Leben am Tiefsee-Schlammvulkan

In 1250 Metern Wassertiefe fließen statt Lava Schlamm und Methan aus dem Tiefsee-Schlammvulkan Haakon-Mosby. Der nach dem norwegischen Ozeanographen benannte Schlammvulkan wurde 1990 von einem internationalen Forscherteam in der Barentssee entdeckt. Aus dem Zentrum des etwa einen Quadratkilometer großen, aber nur maximal zehn Meter hohen Vulkans steigt Gas aus rund zwei Kilometern Tiefe unterhalb des Meeresbodens auf.


Austritt von methanreichen Fluiden aus dem Schlammvulkan Haakon Mosby im Nordpolarmeer. Die hellen Flecken sind Matten von schwefeloxidierenden Bakterien auf dem Sediment. Bildquelle: IFREMER/AWI


Der Schlammvulkan wird in drei stark von einander abgegrenzte ringförmige Zonen - Zentrum, mittlerer und äußerer Ring - aufgeteilt. Die drei ansonsten völlig unterschiedlich besiedelten Zonen haben eines gemeinsam: die dort in -1 Grad Celsius kaltem Wasser lebenden Mikroorganismen ernähren sich in allen drei Zonen hauptsächlich von Methan. An der Oberfläche des Zentrums setzen bisher unbekannte Bakterien das Methan mit Sauerstoff um, während in den etwas tieferen Schichten der mittleren Zone große Mengen einer Gruppe von Archaea in einer Symbiose mit Bakterien das Methan mit Sulfat veratmen, ohne dafür Sauerstoff zu benötigen. Der Großteil des Methans wird nicht im Zentrum, sondern im äußeren Ring des Vulkans veratmet. Ein Grund dafür ist, dass hier die gashaltigen Fluide deutlich langsamer aufsteigen.

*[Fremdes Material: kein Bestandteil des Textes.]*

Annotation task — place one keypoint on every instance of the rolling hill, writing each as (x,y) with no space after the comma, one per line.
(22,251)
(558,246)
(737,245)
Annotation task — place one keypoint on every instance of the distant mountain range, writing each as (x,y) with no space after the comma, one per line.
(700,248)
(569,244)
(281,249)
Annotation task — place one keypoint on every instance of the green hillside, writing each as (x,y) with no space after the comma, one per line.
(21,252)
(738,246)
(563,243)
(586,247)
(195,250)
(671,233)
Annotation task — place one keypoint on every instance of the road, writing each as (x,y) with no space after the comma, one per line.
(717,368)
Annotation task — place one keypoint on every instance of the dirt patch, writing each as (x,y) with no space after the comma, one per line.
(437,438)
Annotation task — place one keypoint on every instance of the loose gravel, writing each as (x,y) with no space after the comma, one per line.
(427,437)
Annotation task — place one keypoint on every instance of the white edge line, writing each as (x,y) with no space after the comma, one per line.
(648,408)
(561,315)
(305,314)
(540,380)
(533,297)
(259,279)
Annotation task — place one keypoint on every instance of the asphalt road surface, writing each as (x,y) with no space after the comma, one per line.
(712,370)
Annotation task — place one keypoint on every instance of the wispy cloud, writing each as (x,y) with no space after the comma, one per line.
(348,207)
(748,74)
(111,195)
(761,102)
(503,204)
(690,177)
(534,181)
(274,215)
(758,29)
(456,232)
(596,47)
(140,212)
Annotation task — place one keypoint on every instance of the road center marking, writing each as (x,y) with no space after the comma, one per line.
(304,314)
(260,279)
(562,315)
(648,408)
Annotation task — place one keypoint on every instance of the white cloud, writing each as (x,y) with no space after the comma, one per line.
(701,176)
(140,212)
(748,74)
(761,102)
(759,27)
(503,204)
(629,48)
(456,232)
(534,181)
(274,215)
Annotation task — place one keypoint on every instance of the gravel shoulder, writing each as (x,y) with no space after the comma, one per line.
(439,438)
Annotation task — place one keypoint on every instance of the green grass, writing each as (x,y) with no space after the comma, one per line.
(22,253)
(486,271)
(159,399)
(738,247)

Bisher war man davon ausgegangen, dass in Gebieten mit hohem Druchfluss an Methan auch deutlich mehr Methan zehrende Mikroorganismen leben. In der arktischen Tiefsee ist offensichtlich das Gegenteil der Fall: Am Haakon Mosby wird das meiste Gas in der äußeren Vulkanzone verbraucht. Insgesamt sind das nur rund 40 Prozent des austretenden Methans, während an manchen Methanquellen im Ozean das gesamte austretende Gas veratmet wird. Das im Zentrum und im mittleren Ring schnell aus dem Boden nach oben strömende Wasser enthält weder Sauerstoff noch Sulfat. In der äußeren Zone des Vulkans allerdings wachsen Röhrenwürmer, die bis zu 60 Zentimeter tief in den Boden reichen. Sie pumpen aktiv das Meerwasser und damit auch Sulfat in tiefere Bodenschichten. Die an ihren Wurzeln lebenden Organismen können dank dieser lebenden Pumpen auch dort Methan umsetzen, wo es normalerweise kaum möglich wäre. Dort wurde auch der höchste Methanumsatz gefunden, so dass fast kein Gas ins Meer entweicht. Das zeigt, dass wirksame biologische Filter für Treibhausgase erst durch das komplexe Zusammenspiel von Lebensgemeinschaften im Meeresboden entstehen können.

Die Ergebnisse dieser im Rahmen des Programms GEOTECHNOLOGIEN von Dr. Helge Niemann vom Max-Planck-Institut für marine Mikrobiologie in Bremen und Dr. Tina Lösekann von der Stanford University School of Medicine in Palo Alto durchgeführten Untersuchungen sind am 19.10.2006 im Wissenschaftsmagazin Nature veröffentlicht worden (H. Niemann, T. Lösekann, D. de Beer, M. Elvert, T. Nadalig, K. Knittel, R. Amann, E.J. Sauter, M. Schlüter, M. Klages, J.P. Foucher, A. Boetius: Novel microbial communities of the Haakon Mosby mud volcano and their role as a methane sink).